The moment Shen Ruoxi opened her eyes, she saw the painting hanging above the writing desk. She could not explain why, but she felt instinctively that whoever had painted it must have had a wretched and pitiable childhood — and had poured every longing and memory of what they had never had into this painting. To keep others from seeing through to the truth, they had chosen the form of a scrawl.
Shen Ruoxi opened the window to let in some air. It was cold; after just a little while the room was full of freezing air.
When she went to close the window, her eyes happened to fall on the rubbish bin at the foot of the building below. Two flower pots had been set out beside it — each one holding a cactus.
Apparently someone had grown tired of them and put them out with the rubbish.
Shen Ruoxi’s spirits lifted at once, and she hauled both pots up to her room, setting one on each side of the windowsill.
The room’s decor was so sparse it barely had a color to speak of, and the arrival of these two little cacti brought an undeniable spark of life to the otherwise dull space.
“There’s still hope for you,” Shen Ruoxi said, fetching a watering can and pouring water for them as she spoke. “You may be a cactus, but you shouldn’t be left to dry out like this.

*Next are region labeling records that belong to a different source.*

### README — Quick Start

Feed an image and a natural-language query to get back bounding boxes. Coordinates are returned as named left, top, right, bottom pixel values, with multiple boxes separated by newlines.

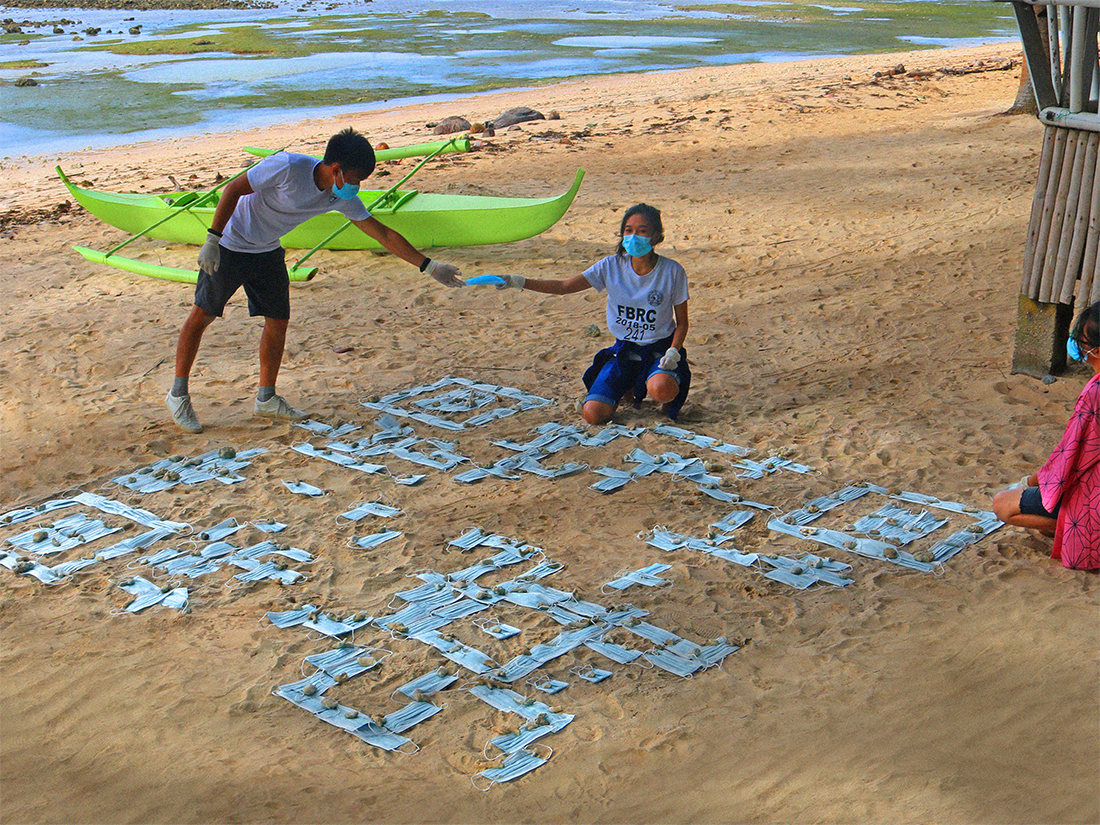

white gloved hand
left=199, top=232, right=221, bottom=275
left=657, top=347, right=680, bottom=372
left=425, top=261, right=465, bottom=286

Poor little things — let me be your savior.”
Once she had seen to the cacti, Shen Ruoxi found herself at a loss for how to fill the time. She had no clothes to sort through, no jewelry to polish.
Even finding something to eat had become an exercise in despair — for the simple reason that she had not a single coin to her name.
Just as Shen Ruoxi resigned herself to enduring until she could eat at the ballroom later, a knock came at the door.
The only people who knew she was staying here were Uncle Liu and Xie Yan. Whoever was at the door was likely Uncle Liu.
“Are you Miss Shen?” To her surprise, a woman in a dark green qipao was standing outside, a string of red agate beads at her throat, her hair set in fashionable large waves. Her looks were unremarkable, but she carried herself with great poise.
“May I ask who you are?”
“I am the landlady here,” the woman said. “Uncle Liu told me you are the new tenant.”
“Please forgive the intrusion.” Shen Ruoxi bowed quickly.
“Call me Sister Hong from now on,” the woman said. “If you need anything, come find me — I live on the first floor.”
Then she held out a paper bag. “I brought some food. Take it if you’re not too proud.”
Shen Ruoxi quickly waved the bag away. “Thank you, Sister Hong. I really cannot accept this.”
“Take it,” Sister Hong said without ceremony, and pressed the bag into her arms with a decisive push. She gave a wave of her handkerchief with one slender, willow-like wrist. “All right — I’ll be going now. Remember to come find me if you need anything.”
Shen Ruoxi thanked Sister Hong and, spirits high, hugged the bag back inside.
Inside the bag was a few apples and two beef-stuffed flatbreads — still warm, the fragrance wafting up as soon as she opened the bag.